Over the last few years, the Stock Connect program replaced QFII as the main access route for onshore Chinese equities. However, the China Securities Regulatory Commission recently released a consultation paper seeking feedback on a proposal to drastically simplify and enhance the QFII program. How is this likely to evolve over time?
A few decades ago, foreign investors were unable to access the Chinese onshore equity markets. In 2002, the Chinese authorities launched the Qualified Foreign Institutional Investor (QFII) program as a way to provide limited and controlled access. Getting a QFII license was a restrictive, lengthy and time consuming process requiring the applicants to meet certain standards of financial stability and track record. The program was subject to strict quotas and more importantly, approvals were subject to Government discretion. The program evolved significantly over time and by the end of 2018, an aggregate quota of $101B had been granted to 309 institutions.

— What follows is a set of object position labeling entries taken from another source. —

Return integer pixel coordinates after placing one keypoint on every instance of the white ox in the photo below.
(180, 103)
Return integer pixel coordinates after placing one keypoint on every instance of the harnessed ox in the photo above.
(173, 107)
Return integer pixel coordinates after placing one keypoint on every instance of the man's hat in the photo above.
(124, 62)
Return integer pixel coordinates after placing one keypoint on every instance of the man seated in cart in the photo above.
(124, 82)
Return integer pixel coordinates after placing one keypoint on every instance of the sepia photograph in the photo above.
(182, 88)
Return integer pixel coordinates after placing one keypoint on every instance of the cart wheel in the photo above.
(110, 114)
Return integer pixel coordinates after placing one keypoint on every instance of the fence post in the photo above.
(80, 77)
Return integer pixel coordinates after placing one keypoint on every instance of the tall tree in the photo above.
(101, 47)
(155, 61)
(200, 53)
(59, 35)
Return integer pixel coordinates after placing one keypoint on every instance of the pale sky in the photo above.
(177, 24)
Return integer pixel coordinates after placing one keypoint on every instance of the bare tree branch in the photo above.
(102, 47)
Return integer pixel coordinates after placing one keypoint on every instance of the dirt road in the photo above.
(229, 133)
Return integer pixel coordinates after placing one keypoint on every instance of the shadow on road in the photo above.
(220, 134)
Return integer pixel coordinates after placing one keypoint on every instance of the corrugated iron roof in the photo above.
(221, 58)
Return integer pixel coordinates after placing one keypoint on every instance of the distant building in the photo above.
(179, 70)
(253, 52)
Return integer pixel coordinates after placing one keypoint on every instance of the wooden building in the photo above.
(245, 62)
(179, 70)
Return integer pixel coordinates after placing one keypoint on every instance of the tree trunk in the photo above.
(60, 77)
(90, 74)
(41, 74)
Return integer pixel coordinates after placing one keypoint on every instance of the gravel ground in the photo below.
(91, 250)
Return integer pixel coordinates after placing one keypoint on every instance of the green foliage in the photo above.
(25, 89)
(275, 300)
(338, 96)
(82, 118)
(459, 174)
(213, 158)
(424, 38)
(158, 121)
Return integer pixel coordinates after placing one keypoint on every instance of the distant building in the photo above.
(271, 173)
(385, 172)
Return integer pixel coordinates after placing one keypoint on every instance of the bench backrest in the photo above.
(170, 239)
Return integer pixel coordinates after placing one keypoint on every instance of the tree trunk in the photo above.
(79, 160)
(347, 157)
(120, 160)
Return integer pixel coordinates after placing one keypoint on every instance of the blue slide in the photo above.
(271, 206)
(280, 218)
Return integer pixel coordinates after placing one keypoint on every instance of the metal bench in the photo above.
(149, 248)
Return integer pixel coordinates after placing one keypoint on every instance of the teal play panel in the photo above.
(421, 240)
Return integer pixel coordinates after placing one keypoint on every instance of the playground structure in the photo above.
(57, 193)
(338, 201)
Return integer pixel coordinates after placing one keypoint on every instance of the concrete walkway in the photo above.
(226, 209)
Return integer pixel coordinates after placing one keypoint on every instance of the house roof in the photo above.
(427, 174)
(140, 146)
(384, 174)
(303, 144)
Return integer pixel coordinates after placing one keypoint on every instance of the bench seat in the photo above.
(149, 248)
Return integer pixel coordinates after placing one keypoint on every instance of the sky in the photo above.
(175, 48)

The Launch of the Stock Connect
Despite being the second largest equity market in the world, Chinese onshore equities were not included in broad indices because of this limited accessibility and the restrictions accompanying the QFII program. In a step towards changing this, in Dec 2014, China established a new mechanism to allow foreign investors to invest in Shanghai listed equities via Hong Kong, commonly called the ‘Stock Connect’ program. This program offered several benefits compared to the QFII- ease of registration, no specific requirements for AUM or track record, daily liquidity etc. After a lukewarm initial response, the Connect program took off in 2015/2016. In December 2016, the program was expanded to include Shenzhen listed stocks, including stocks listed on the ChiNext board.
Over 2017 and 2018, the Connect program grew in depth and breadth, replacing QFII as the main access point for China. MSCI decided to include Chinese equities in its indices, starting in 2018 and most passive investors used the Connect route to build positions in Chinese stocks. Consensus views called for the ‘death of QFII’ and many institutions returned or scaled down their QFII quotas.
The Revival of QFII?
However, behind the scenes there was significant lobbying by onshore brokerage firms to revive the QFII. The Connect is dominated by global brokers serving foreign clients through Hong Kong. The revenues from the Connect are shared between China and HKEx. As a result, the major beneficiaries (from a revenue standpoint) have been the foreign brokers and HKEx. Further, the CSRC had more control, visibility and transparency including end client identification with QFII. The Chinese authorities as well as the local financial firms are aligned in their interest to revive the QFII program. With this goal in mind, the last few years have witnessed easing of several restrictions on the QFII including the removal of the 20% cap on outbound remittances, removal of principal lock up period, and allowing foreign exchange hedging.
Looking back, it is easy to spot signs of convergence between the QFII and Connect schemes. In line with the Connect, the QFII program now has better liquidity, less restrictions (no locks up, large quotas) and clear tax rules. And in line with the QFII, the Connect now has access to a wider range of instruments as well as a clear ID system allowing the authorities to track end investors.
The latest development in the QFII program came earlier this year, when the CSRC released a consultation paper simplifying the program significantly. The proposed measures would bringing the QFII mechanism even closer to the Connect and add some new features as well. Highlights include no more AUM/years of experience requirements for a QFII application, streaming the process from an approval to a registration based process, expansion of the QFII investment universe and allowing QFII holders to participate in the onshore lending market. While these are still proposals and more details are needed, the moves indicate a substantial easing of the operations, regulatory and investment process.
Many institutional investors have asked us how we see these schemes evolving. We believe these schemes will continue to converge and at some point will be virtually indistinguishable. The key outstanding issues will revolve around
- Will the QFII process get simplified to a point where MSCI will accept this as the main point of access? There are other markets e.g. Taiwan and Korea where this is an accepted way of accessing the market
- Can foreigners get comfortable with the governance issues or will they still prefer a Hong Kong based route since HK still has the advantage (perception) of “rule of law”?
We see Connect as being the dominant mechanism in the near future with growing convergence between the QFII and Connect. The latest proposal from the CSRC signifies the intent of the authorities to make the QFII process easier and to eventually have this as the mainstay. Like most things in China, this evolution will be driven by the intent of the Chinese Government as well their flexibility and pace of change.